Analyze Location Data分析位置数据

In the Schema tab, you can use interactive maps to filter and analyze location data. 在“模式”选项卡中,可以使用交互式地图来筛选和分析位置数据。If your field contains GeoJSON data or [longitude,latitude] arrays, the Schema tab displays a map containing the points from the field. The data type for location fields is coordinates.如果您的字段包含GeoJSON数据[longitude,latitude]数组,则“架构”选项卡会显示一个包含字段中的点的地图。位置字段的数据类型为坐标。

Image showing example field with location data

Apply a Location Filter应用位置筛选器

You can apply a filter to the map to only analyze a specific range of points. 您可以对地图应用筛选器,以仅分析特定范围的点。To define a location filter:要定义位置筛选器,请执行以下操作:

  1. Click the Circle button at the top-right of the map.单击地图右上角的“圆形”按钮。
  2. Click and drag on the map to draw a circle containing the area of the map you want to analyze.单击并拖动地图以绘制一个包含要分析的地图区域的圆。
  3. Repeat this process as desired to include additional areas of the map in the schema analysis.根据需要重复此过程,以便在模式分析中包括地图的其他区域。
Image showing map with filter circles drawn

The query bar updates as you draw location filters to show the exact coordinates used in the $geoWithin query applied to the schema analysis.在绘制位置筛选器时,查询栏会更新,以显示应用于架构分析的$geoWithin查询中使用的确切坐标。

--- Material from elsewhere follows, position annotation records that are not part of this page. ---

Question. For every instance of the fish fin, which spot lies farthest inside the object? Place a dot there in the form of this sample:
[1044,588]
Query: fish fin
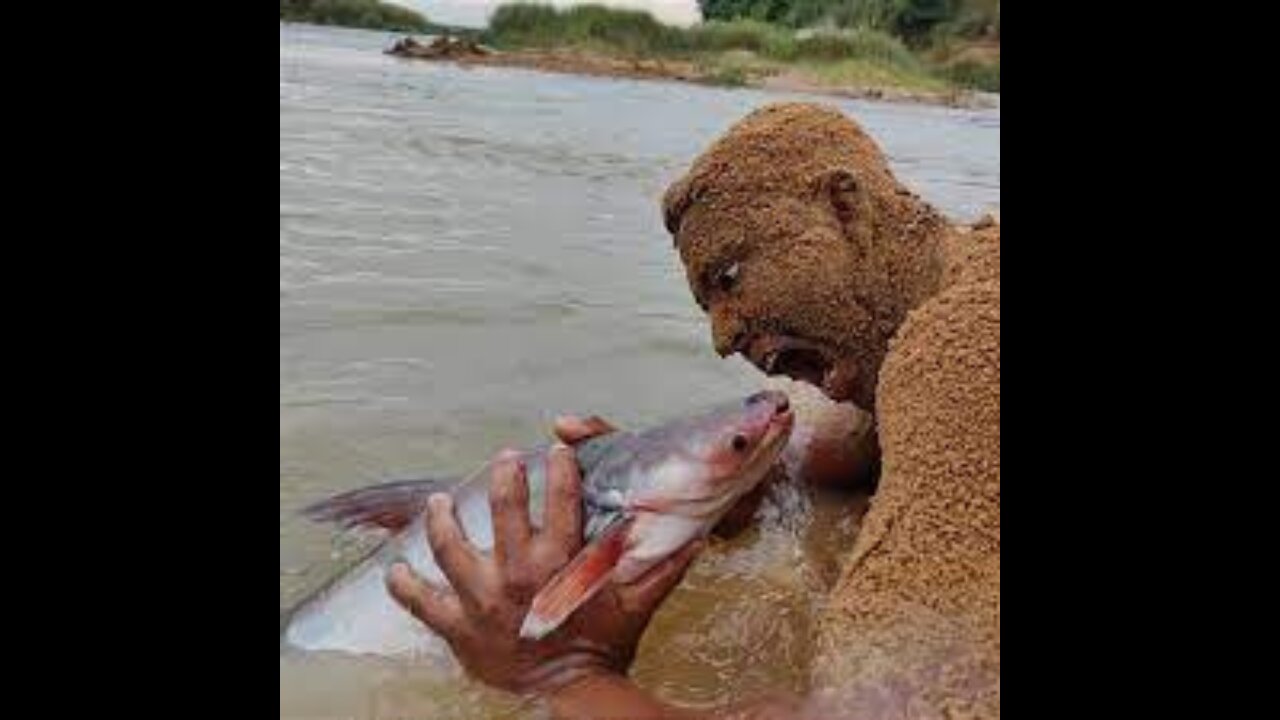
[577,582]
[391,506]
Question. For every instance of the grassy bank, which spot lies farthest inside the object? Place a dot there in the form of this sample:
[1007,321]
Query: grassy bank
[737,51]
[353,13]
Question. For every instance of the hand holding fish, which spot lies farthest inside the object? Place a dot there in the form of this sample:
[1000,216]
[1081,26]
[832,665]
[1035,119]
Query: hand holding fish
[490,595]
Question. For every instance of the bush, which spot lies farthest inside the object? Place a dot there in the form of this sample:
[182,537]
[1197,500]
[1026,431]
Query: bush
[353,13]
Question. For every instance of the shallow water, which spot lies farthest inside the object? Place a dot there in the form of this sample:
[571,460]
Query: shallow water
[465,254]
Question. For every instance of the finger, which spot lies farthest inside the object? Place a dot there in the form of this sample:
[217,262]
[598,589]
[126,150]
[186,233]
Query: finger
[439,610]
[574,429]
[508,504]
[563,514]
[457,559]
[648,591]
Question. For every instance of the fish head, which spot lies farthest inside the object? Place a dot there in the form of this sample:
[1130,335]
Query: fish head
[700,464]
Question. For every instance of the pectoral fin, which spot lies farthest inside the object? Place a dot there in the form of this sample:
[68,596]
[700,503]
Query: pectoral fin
[577,582]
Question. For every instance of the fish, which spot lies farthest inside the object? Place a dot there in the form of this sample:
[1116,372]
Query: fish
[645,495]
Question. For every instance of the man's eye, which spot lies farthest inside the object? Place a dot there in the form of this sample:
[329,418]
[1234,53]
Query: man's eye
[727,278]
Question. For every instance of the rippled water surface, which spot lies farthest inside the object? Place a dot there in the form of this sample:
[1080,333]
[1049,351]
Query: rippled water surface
[466,253]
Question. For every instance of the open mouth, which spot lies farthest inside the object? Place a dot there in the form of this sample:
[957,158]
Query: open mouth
[803,360]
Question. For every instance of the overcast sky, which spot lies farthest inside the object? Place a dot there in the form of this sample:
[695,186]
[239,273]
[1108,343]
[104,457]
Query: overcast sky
[475,12]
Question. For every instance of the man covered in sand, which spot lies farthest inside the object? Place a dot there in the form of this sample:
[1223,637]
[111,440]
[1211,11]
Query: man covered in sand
[812,260]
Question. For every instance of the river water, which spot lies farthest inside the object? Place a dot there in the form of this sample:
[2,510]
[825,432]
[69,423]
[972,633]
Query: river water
[466,253]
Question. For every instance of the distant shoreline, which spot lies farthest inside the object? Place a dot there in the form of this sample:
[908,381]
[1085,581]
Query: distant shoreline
[595,64]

If you specify multiple location filters, the query becomes an $or query with multiple $geoWithin operators.如果指定多个位置筛选器,则查询将变为具有多个$geoWithin运算符的$or查询。

Edit a Location Filter编辑位置筛选器

To move or resize a location filter, click on the right side of the map. 要移动位置筛选器或调整其大小,请单击地图右侧的You will enter the filter editing mode, which looks like this:您将进入筛选器编辑模式,如下所示:

Image showing map filter editing
To move a filter移动筛选器
Click and drag the square in the center of the circle.单击并拖动圆中心的正方形。
To resize a filter调整筛选器的大小
Click and drag the square at the edge of the circle.单击并拖动圆边缘的正方形。

After modifying your filters, click Save.修改筛选器后,单击“保存”。

Delete a Location Filter删除位置筛选器

To delete a location filter from the map:要从地图中删除位置筛选器,请执行以下操作:

  1. Click on the right side of the map.单击地图右侧的
  2. Either click:单击以下两者之一:

    • A location filter to delete that filter.用于删除该筛选器的位置筛选器。
    • Clear All to delete all location filters.“清除全部”以删除所有位置筛选器。
  3. Click Save.单击“保存”。

Troubleshooting故障排除

If the analysis of your schema times out, it might be because the collection you are analyzing is very large, causing MongoDB to stop the operation before the analysis is complete. 如果您的模式分析超时,可能是因为您正在分析的集合非常大,导致MongoDB在分析完成之前停止操作。Increase the value of MAX TIME MS to allow the operation time to complete.增加“MAX TIME MS”的值以允许操作时间完成。

To increase the value of MAX TIME MS:要增加“MAX TIME MS”的值:

  1. In the query bar, expand Options.在查询栏中,展开“选项”。

    The Options button is on the right side of the query bar, next to the Analyze button.
  2. Increase the value of MAX TIME MS to accommodate your collection. 增加“MAX TIME MS”的值以适应您的集合。MAX TIME MS defaults to 60000 milliseconds, or 60 seconds, but large collections might take tens of seconds to analyze.“MAX TIME MS”默认为60000毫秒,即60秒,但大型集合可能需要数十秒才能进行分析。

Once you have increased the value of MAX TIME MS, retry your schema analysis by clicking Analyze.一旦增加了“MAX TIME MS”的值,请单击“分析”重试模式分析。